Transhumanism and Religion Group (American Academy of Religion annual meeting in Baltimore)
Dates: November 23 – 26, 2013
Location: Baltimore, Maryland
This Group welcomes papers on any aspect of transhumanism and religion and seeks perspectives from a variety of religious traditions. We encourage feminist analyses and more overtly philosophical critiques of posthuman discourse and we encourage original research. Papers may identify and critically evaluate any implicit religious beliefs, practices, and values that might underlie key transhumanist claims, goals, values, and assumptions. For example, are there operative notions of anthropology, soteriology, ethics, and eschatology at play in transhumanist quests? Papers might consider how transhumanism challenges religious traditions to develop their own ideas of the human future; in particular, the prospect of human transformation, whether by technological or other means. Papers may provide critical and constructive assessments of an envisioned future that place greater confidence in nanotechnology, robotics, and information technology to achieve virtual immortality and create a superior posthuman species.

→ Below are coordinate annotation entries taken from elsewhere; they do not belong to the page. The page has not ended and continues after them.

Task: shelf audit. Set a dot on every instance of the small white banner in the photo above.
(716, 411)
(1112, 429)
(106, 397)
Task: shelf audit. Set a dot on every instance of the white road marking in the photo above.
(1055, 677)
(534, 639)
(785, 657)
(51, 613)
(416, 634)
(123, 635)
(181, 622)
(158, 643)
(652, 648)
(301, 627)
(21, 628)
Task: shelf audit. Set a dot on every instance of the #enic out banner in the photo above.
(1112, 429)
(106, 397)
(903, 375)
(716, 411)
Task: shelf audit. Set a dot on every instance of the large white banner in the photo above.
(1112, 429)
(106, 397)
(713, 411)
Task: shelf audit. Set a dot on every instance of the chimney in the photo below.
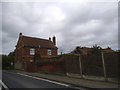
(54, 40)
(49, 39)
(20, 34)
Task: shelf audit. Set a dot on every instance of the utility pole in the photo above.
(80, 64)
(104, 69)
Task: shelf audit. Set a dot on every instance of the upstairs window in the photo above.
(49, 52)
(32, 51)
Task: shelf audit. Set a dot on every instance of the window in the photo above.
(32, 51)
(49, 52)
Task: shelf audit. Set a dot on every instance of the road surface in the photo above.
(16, 80)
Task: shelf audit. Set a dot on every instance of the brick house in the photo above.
(27, 47)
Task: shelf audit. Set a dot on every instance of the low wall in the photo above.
(91, 65)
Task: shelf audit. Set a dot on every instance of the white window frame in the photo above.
(49, 52)
(32, 51)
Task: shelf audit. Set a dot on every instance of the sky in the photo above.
(73, 23)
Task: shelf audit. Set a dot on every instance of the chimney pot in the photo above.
(20, 34)
(49, 39)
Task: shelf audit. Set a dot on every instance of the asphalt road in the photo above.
(14, 80)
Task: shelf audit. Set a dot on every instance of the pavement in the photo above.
(15, 81)
(76, 81)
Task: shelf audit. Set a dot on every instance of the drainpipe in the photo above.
(80, 64)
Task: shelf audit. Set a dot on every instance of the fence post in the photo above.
(80, 64)
(104, 68)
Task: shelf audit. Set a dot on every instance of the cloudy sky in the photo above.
(73, 23)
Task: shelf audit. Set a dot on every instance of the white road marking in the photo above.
(4, 85)
(46, 80)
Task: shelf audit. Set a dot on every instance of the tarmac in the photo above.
(89, 82)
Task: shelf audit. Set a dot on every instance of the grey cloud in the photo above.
(82, 24)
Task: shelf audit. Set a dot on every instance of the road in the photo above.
(16, 80)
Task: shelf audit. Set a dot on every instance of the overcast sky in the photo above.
(73, 23)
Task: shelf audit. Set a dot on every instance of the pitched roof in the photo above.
(35, 42)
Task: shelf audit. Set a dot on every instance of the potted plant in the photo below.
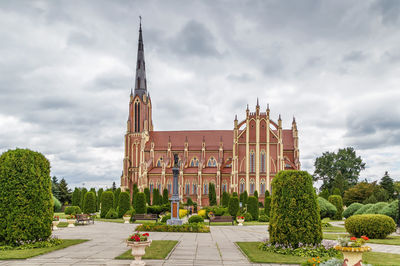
(56, 221)
(352, 249)
(71, 220)
(240, 220)
(138, 243)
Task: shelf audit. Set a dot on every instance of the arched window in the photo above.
(262, 187)
(252, 162)
(194, 162)
(212, 162)
(262, 161)
(252, 186)
(241, 188)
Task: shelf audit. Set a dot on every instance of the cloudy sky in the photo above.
(67, 67)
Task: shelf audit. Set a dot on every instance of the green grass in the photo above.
(28, 253)
(158, 250)
(390, 240)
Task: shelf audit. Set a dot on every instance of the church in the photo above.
(245, 158)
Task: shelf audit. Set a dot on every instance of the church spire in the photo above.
(140, 80)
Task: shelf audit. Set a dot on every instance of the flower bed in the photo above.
(159, 227)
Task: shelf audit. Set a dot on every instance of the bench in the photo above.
(149, 216)
(220, 219)
(84, 219)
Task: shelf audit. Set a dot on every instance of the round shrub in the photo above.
(141, 203)
(363, 209)
(336, 200)
(376, 208)
(252, 207)
(107, 202)
(392, 210)
(26, 205)
(90, 203)
(112, 214)
(196, 219)
(370, 225)
(233, 207)
(352, 209)
(326, 209)
(295, 214)
(124, 203)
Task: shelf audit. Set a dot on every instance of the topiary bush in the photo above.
(107, 202)
(352, 209)
(90, 203)
(196, 219)
(295, 216)
(363, 209)
(376, 208)
(252, 207)
(370, 225)
(392, 210)
(26, 205)
(124, 203)
(326, 209)
(140, 203)
(233, 207)
(336, 200)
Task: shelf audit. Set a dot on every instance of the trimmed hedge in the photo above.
(26, 205)
(326, 209)
(370, 225)
(352, 209)
(123, 203)
(107, 202)
(336, 200)
(196, 219)
(252, 207)
(364, 208)
(295, 214)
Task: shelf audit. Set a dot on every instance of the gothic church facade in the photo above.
(243, 159)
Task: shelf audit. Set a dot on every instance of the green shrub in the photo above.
(124, 203)
(141, 203)
(112, 214)
(391, 210)
(326, 208)
(336, 200)
(248, 217)
(233, 207)
(26, 205)
(90, 203)
(363, 209)
(376, 208)
(295, 214)
(252, 207)
(263, 218)
(57, 204)
(370, 225)
(352, 209)
(107, 202)
(196, 219)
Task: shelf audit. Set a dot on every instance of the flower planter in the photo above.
(126, 219)
(138, 250)
(55, 223)
(71, 222)
(353, 254)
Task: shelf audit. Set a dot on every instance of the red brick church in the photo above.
(245, 158)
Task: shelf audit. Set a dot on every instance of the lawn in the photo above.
(256, 255)
(28, 253)
(158, 250)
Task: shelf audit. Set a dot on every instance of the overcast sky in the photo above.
(67, 67)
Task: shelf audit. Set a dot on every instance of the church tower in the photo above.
(139, 123)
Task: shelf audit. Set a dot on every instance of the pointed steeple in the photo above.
(140, 80)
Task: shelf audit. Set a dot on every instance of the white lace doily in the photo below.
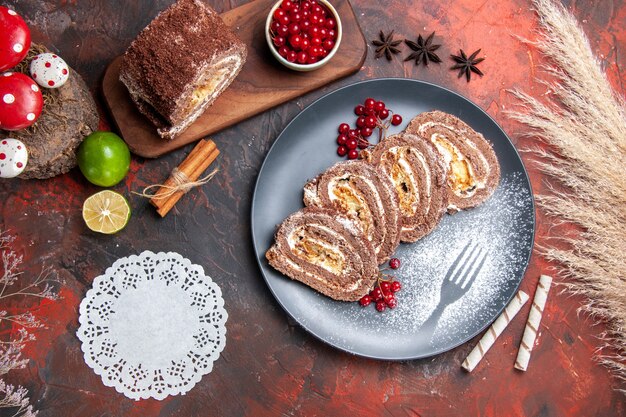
(152, 325)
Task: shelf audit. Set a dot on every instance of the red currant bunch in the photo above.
(303, 31)
(383, 295)
(372, 114)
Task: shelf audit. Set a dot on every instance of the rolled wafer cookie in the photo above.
(532, 325)
(496, 329)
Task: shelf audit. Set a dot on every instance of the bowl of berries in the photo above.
(303, 35)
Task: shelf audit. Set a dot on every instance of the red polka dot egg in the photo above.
(13, 158)
(21, 101)
(14, 40)
(49, 70)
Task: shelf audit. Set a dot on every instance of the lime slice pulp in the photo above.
(106, 212)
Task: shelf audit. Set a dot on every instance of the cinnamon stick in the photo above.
(198, 160)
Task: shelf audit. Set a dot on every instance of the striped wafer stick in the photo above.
(532, 325)
(496, 329)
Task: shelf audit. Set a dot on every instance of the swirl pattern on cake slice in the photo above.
(360, 190)
(327, 251)
(414, 167)
(472, 165)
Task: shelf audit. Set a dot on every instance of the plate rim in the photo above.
(398, 358)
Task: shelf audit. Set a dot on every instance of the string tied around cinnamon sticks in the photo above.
(181, 182)
(183, 178)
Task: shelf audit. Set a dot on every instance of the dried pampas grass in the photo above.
(582, 121)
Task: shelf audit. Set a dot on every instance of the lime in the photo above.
(103, 158)
(106, 212)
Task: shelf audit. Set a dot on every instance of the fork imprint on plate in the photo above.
(457, 282)
(466, 266)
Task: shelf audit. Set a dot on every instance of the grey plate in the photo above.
(425, 322)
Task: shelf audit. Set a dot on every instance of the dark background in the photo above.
(270, 366)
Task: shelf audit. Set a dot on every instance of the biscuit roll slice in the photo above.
(473, 169)
(180, 63)
(415, 169)
(365, 193)
(327, 251)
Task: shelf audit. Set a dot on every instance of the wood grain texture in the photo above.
(262, 83)
(271, 366)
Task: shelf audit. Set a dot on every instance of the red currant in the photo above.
(351, 143)
(366, 132)
(294, 29)
(279, 41)
(295, 41)
(295, 16)
(394, 263)
(302, 57)
(317, 9)
(314, 30)
(283, 30)
(365, 300)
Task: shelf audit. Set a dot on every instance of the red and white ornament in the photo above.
(49, 70)
(21, 101)
(13, 157)
(15, 39)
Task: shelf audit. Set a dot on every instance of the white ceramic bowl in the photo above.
(293, 65)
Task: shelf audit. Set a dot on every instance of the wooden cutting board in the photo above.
(262, 83)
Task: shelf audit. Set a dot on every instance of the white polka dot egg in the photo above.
(13, 157)
(49, 70)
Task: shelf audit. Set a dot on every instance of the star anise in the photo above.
(386, 45)
(424, 50)
(466, 65)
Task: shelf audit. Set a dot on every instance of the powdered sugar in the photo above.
(503, 226)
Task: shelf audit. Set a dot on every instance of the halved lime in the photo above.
(106, 212)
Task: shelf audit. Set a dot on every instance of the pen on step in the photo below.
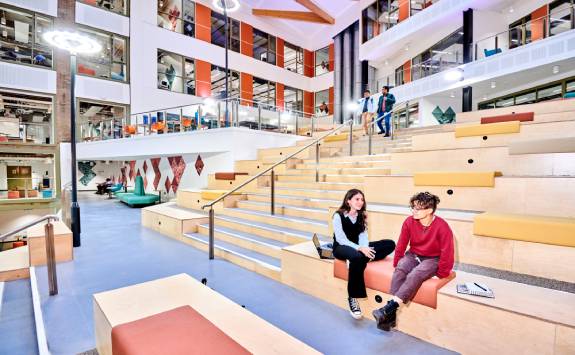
(479, 286)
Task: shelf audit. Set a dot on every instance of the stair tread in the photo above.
(285, 218)
(263, 240)
(269, 227)
(310, 209)
(271, 262)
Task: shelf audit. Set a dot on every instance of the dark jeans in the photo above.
(410, 274)
(358, 262)
(387, 119)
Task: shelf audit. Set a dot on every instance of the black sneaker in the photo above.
(354, 309)
(386, 316)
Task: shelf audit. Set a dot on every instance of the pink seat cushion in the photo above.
(181, 331)
(378, 274)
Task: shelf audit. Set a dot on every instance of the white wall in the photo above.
(24, 77)
(102, 90)
(48, 7)
(242, 143)
(102, 19)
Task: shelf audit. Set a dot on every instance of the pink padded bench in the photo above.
(181, 331)
(522, 117)
(378, 275)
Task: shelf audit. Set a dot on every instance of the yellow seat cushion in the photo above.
(456, 178)
(535, 229)
(336, 138)
(487, 129)
(215, 194)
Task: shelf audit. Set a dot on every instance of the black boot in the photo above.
(386, 316)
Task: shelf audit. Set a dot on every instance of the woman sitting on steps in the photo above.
(351, 243)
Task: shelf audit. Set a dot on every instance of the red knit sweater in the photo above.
(436, 240)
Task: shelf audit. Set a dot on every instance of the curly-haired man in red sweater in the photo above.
(430, 254)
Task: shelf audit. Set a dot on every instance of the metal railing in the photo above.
(316, 142)
(536, 29)
(50, 250)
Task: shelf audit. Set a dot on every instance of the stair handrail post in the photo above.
(273, 197)
(211, 233)
(351, 137)
(50, 258)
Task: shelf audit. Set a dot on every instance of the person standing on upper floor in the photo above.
(351, 243)
(384, 108)
(431, 253)
(367, 108)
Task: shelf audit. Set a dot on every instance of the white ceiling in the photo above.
(336, 8)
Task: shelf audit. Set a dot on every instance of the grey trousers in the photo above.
(410, 274)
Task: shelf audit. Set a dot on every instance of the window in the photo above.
(218, 82)
(264, 92)
(178, 16)
(111, 62)
(446, 54)
(549, 93)
(21, 38)
(322, 61)
(26, 117)
(27, 175)
(176, 73)
(118, 6)
(293, 99)
(560, 16)
(264, 47)
(322, 103)
(293, 58)
(100, 121)
(218, 32)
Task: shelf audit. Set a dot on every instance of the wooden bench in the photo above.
(170, 220)
(121, 306)
(522, 319)
(521, 116)
(378, 274)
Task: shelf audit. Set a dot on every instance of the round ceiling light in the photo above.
(72, 42)
(228, 5)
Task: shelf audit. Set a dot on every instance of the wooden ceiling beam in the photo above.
(290, 15)
(313, 7)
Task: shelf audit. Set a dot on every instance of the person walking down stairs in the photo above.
(351, 243)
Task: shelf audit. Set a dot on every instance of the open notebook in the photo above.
(475, 289)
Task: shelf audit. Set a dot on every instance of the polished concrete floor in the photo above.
(116, 251)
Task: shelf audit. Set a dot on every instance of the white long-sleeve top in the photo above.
(340, 236)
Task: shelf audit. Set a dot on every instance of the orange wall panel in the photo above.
(203, 23)
(331, 100)
(538, 23)
(407, 71)
(308, 65)
(280, 52)
(203, 78)
(331, 57)
(308, 102)
(403, 10)
(280, 100)
(247, 39)
(247, 88)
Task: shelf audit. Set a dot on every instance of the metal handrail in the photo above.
(28, 225)
(271, 168)
(50, 249)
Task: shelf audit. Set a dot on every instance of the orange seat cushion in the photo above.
(522, 117)
(378, 274)
(180, 331)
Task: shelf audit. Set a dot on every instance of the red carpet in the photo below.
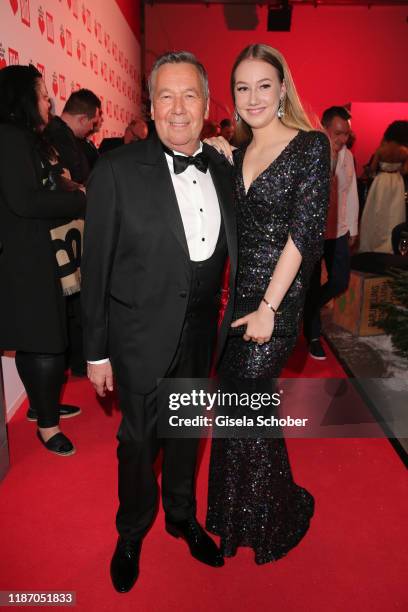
(57, 526)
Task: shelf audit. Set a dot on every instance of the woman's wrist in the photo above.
(269, 305)
(265, 306)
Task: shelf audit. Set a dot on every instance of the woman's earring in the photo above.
(281, 108)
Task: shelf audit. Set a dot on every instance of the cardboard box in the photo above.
(357, 310)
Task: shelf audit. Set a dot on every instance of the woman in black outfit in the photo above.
(281, 186)
(32, 201)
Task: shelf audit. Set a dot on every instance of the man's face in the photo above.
(338, 131)
(98, 121)
(228, 132)
(84, 125)
(179, 106)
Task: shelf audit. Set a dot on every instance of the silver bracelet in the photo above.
(274, 310)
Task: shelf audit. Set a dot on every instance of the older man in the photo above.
(158, 229)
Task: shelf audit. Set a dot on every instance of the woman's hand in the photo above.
(259, 325)
(222, 146)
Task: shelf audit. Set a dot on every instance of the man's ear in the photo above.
(207, 109)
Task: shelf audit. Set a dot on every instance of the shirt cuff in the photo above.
(99, 361)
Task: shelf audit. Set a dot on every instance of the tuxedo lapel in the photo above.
(162, 189)
(165, 198)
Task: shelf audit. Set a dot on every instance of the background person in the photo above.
(33, 199)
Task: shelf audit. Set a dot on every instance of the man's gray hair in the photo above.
(179, 57)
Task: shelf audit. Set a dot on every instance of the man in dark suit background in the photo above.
(82, 111)
(136, 130)
(159, 226)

American Academy Of Religion Transhumanism And Religion Group Mission Statement
“Transhumanism” or “human enhancement” refers to an intellectual and cultural movement that advocates the use of a variety of emerging technologies. The convergence of these technologies may make it possible to take control of human evolution, providing for the enhancement of human mental and physical abilities deemed desirable and the amelioration of aspects of the human condition regarded as undesirable. These enhancements include the radical extension of healthy human life. If these enhancements become widely available, it would arguably have a more radical impact than any other development in human history — one need only reflect briefly on the economic, political, and social implications of some of the extreme enhancement possibilities. The implications for religion and the religious dimensions of human enhancement technologies are enormous and are addressed in our Group. We are interested in encouraging and providing a forum for a broad array of input from scholars, including Asian and feminist perspectives.